“No,” he said. But his aunt looked at him as if she doubted what he said.
Paulina Karpovna had not come. She had sent word that she was ill, and the messenger brought flowers and plants for Marfinka. In order to explain the scene of the day before, and to find out whether she had guessed anything, Raisky had paid a visit in the morning to Paulina Karpovna. She received him with a pretence of being offended, but with hardly disguised satisfaction. His excuse was that he had dined with friends that night and had had a glass too much. He begged for forgiveness which was accorded with a smile, all which did not prevent Paulina Karpovna from recounting to all her acquaintance her love scene.
Tushin came to dinner, and brought Marfinka a lovely pony to ride. He asked for Vera, and was plainly disturbed when he heard of the indisposition which prevented her from coming to dinner. Tatiana Markovna observed him, wondering why Vera’s absence had such a remarkable effect on him, though this had often been the case before without exciting any surprise on her part. She could not keep out of her head anxiety as to what change had come over Vera since yesterday evening. She had had a little quarrel with Tiet Nikonich, and had scolded him for having brought Marfinka the Sèvres mirror. Afterwards she was closeted with him for a quarter of an hour in her sitting-room, and he emerged from the interview looking serious. He shifted his foot less, and even when he was talking to ladies his serous inquiring glance would wander to Raisky or Tushin.

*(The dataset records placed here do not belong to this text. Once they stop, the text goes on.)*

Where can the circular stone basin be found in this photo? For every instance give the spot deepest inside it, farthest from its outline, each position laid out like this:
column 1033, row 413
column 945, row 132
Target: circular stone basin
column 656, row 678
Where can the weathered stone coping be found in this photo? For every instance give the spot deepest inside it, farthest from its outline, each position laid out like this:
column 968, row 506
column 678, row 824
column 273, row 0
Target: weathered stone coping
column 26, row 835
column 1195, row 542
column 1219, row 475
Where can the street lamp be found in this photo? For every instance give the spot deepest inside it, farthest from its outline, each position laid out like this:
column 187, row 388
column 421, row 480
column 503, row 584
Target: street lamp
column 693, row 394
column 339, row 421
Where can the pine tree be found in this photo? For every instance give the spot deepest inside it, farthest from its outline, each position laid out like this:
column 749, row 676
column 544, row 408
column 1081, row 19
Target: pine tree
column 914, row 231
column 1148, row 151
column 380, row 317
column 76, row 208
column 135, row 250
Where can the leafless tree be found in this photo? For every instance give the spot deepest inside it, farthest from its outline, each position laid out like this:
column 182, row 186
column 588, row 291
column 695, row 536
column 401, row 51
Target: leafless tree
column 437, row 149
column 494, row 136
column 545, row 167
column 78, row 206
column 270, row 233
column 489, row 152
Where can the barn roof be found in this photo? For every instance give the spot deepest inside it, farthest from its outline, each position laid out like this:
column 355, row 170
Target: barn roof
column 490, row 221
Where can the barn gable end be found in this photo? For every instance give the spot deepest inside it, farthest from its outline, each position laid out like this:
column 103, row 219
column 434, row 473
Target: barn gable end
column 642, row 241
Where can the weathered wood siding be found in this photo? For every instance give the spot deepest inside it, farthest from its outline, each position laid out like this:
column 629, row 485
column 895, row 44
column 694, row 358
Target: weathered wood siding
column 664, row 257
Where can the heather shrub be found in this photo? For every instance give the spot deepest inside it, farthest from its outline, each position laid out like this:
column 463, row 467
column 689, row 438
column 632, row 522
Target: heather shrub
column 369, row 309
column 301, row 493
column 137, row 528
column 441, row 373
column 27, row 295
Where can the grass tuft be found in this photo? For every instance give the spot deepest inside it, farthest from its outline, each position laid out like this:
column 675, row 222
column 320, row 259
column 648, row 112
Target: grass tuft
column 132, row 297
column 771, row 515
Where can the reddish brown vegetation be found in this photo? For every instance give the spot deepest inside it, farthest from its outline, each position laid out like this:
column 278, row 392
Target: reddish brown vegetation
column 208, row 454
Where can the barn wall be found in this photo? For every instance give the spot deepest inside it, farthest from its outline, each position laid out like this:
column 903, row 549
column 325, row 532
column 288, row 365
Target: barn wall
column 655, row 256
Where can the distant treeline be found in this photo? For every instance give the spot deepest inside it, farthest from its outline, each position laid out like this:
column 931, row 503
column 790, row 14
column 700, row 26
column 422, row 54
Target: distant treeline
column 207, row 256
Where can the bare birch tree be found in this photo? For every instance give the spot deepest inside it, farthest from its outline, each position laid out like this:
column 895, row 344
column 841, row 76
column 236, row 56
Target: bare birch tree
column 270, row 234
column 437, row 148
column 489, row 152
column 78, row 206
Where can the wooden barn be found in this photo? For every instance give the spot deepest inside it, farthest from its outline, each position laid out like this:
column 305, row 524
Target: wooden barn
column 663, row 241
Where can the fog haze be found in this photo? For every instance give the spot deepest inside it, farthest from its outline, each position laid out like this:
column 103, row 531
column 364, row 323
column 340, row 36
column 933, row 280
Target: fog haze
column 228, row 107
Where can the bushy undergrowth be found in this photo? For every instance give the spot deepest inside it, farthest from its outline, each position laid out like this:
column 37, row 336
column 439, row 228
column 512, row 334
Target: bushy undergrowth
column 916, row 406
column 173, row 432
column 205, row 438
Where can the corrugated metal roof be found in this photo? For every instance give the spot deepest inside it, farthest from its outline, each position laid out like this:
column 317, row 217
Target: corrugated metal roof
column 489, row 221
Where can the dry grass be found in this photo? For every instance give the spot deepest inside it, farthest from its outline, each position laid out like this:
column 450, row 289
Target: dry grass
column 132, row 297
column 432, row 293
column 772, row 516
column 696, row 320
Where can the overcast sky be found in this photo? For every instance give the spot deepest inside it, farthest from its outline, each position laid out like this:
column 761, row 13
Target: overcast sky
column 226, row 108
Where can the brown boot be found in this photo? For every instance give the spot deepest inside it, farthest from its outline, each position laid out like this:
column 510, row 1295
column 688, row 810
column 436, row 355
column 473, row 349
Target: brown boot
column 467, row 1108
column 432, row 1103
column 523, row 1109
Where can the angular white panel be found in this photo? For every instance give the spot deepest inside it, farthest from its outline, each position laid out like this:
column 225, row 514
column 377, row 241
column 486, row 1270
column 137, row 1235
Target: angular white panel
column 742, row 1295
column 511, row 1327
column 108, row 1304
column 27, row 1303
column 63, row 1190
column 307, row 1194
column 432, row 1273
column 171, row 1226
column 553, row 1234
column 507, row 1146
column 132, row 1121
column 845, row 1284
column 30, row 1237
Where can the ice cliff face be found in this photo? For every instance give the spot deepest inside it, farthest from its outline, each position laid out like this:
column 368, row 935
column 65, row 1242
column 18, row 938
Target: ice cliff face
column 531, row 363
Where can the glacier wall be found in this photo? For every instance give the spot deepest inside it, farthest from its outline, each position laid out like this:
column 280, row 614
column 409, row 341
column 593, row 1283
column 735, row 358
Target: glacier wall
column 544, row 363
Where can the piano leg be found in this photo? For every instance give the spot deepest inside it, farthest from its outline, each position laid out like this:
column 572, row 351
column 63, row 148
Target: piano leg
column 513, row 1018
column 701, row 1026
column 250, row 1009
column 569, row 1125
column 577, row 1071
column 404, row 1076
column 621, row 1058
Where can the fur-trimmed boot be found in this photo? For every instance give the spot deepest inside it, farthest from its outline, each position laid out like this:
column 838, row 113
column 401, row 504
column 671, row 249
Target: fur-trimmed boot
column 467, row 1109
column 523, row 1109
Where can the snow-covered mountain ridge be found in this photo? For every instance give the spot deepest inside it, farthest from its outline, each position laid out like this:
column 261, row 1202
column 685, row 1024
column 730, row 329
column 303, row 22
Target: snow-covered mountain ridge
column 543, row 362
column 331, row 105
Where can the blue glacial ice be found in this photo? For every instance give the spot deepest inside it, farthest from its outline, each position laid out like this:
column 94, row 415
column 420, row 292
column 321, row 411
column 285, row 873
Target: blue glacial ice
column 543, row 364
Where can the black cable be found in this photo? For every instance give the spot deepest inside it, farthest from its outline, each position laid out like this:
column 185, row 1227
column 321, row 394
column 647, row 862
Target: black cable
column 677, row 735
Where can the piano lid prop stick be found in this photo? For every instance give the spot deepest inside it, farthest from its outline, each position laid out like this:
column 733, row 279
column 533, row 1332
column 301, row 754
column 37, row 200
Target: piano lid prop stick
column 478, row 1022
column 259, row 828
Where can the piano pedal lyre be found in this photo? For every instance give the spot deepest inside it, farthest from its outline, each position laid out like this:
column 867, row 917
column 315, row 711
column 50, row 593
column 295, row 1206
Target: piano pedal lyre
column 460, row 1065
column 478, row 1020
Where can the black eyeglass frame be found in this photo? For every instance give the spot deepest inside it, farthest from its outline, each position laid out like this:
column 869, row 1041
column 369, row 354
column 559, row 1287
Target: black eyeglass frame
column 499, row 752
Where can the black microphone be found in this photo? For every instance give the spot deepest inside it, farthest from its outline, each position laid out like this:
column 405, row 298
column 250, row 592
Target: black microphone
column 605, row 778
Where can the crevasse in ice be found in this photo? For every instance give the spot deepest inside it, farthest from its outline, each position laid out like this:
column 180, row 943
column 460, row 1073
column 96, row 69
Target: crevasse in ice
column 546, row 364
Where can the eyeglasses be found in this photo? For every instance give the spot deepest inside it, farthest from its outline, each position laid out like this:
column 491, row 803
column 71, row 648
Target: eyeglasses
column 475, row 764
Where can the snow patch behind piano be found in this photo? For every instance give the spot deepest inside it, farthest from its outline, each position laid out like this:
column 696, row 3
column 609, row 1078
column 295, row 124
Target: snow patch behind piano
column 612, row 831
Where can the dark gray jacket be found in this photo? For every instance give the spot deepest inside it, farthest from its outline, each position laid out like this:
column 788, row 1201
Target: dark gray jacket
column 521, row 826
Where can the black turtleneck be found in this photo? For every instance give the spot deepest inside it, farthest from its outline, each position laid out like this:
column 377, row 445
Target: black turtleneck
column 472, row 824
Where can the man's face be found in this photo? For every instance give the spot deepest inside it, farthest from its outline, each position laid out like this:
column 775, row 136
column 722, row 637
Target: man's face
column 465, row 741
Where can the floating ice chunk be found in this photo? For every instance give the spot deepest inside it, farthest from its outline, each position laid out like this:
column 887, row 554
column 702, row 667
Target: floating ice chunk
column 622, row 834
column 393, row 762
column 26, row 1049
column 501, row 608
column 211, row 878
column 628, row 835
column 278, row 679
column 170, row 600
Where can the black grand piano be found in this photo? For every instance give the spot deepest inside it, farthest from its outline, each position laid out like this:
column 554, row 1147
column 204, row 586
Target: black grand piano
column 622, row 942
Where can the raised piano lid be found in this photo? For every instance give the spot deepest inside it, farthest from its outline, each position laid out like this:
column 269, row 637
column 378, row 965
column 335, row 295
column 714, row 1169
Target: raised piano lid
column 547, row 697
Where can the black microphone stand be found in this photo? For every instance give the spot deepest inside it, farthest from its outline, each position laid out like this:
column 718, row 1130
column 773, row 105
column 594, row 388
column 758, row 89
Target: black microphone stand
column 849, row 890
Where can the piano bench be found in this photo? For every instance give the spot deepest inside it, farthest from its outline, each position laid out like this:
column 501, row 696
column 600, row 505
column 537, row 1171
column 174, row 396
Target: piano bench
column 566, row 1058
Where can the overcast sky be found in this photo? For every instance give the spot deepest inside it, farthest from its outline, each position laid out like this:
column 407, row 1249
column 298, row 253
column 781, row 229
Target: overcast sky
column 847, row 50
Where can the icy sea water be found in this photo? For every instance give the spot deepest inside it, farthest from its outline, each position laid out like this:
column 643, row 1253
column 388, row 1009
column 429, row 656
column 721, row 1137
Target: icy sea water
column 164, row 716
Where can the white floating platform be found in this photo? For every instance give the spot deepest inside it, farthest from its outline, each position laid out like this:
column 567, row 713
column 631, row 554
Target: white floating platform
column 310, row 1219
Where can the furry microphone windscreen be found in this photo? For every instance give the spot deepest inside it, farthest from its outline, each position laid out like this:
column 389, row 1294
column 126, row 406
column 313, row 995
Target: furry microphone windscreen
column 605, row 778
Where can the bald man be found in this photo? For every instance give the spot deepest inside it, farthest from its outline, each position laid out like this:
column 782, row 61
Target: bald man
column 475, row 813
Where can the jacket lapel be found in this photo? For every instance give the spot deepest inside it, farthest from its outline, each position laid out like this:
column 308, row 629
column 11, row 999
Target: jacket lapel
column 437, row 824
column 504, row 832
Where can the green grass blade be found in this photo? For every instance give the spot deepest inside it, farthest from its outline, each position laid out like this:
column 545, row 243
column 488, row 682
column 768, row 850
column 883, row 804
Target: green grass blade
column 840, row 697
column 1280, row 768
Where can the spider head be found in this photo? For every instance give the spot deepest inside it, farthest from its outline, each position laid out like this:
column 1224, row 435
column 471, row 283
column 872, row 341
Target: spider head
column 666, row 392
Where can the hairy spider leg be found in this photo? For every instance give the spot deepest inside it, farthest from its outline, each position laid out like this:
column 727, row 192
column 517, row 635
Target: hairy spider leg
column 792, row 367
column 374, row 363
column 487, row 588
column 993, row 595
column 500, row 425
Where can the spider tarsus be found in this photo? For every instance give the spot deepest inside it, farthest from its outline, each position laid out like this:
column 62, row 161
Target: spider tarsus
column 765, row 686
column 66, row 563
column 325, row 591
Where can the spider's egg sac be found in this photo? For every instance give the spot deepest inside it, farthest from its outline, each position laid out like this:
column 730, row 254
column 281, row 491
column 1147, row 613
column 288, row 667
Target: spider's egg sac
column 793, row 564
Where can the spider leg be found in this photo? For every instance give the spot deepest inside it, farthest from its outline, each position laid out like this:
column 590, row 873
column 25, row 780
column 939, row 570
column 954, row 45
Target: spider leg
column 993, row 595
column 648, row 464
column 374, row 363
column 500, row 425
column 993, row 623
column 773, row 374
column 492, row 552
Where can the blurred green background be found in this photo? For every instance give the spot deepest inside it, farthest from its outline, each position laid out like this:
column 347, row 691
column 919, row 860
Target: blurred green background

Up till this time Tatiana Markovna had been so gay. Her one anxiety, and at the moment the only one perhaps, had been the celebration of Vera’s nameday a fortnight ahead, she would have liked to have celebrated it with the same magnificence as Marfinka’s birthday, although Vera had roundly declared that on that day she meant to go on a visit to Anna Ivanovna Tushin, or to her friend Natasha. But how Tatiana Markovna had changed since Mass. As she talked with her guests she was thinking only of Vera, and gave absent-minded answers. The excuse of a cold had not deceived her, and as she had touched Vera’s brow on leaving her, she had realised that a cold could be nothing but a pretext. She remembered that Vera and Raisky had vanished in the afternoon and that neither had appeared at supper. She was constantly watching Raisky, who sought to avoid her glance, thereby only arousing her suspicions the more. Then Vera herself unexpectedly appeared amongst the guests, wearing a warm mantilla over her light dress and a wrap round her throat. Raisky was so astonished that he looked at her as if she were an apparition. A few hours ago she had been almost too exhausted to speak, and now here she was in person. He wondered where women found their strength. Vera went round speaking to the guests, looked at Marfinka’s presents, and ate, to quench her thirst, as she said, a slice of water melon. Tatiana Markovna was to some extent relieved to see Vera, but it disturbed her to notice that Raisky’s face had changed. For the first time in her life she cursed her guests; they were just sitting down to cards, then there would be tea, and then supper, and Vikentev was not going until to-morrow morning.
CHAPTER XXVII
Raisky found himself between two fires. On the one hand, Tatiana Markovna looked at him as much as to say that he probably knew what was the matter with Vera, while Vera’s despairing glance betrayed her anxiety for the moment of her confession. He himself would have liked to have sunk into the earth. Tushin looked in an extraordinary manner at Vera, as both Tatiana Markovna and Raisky, but most of all Vera herself, noticed. She was terrified, and asked herself whether he had heard any rumour. He esteemed her so highly, thought her the noblest woman in the world, and, if she were silent, she would be accepting his esteem on false premisses. He, too, would have to be told, she thought. She exchanged greetings with him without meeting his eyes; and he looked strangely at her, timidly and sympathetically. Vera told herself that she must know what was in his mind, that if he looked at her again like that she would collapse. He did look at her again, and she could endure no more and left the company. Before she went she signed secretly to Tushin to follow her.
“I cannot receive you in the old house,” she said, “Come into the avenue.”
“Is it not too damp, as you are not well?”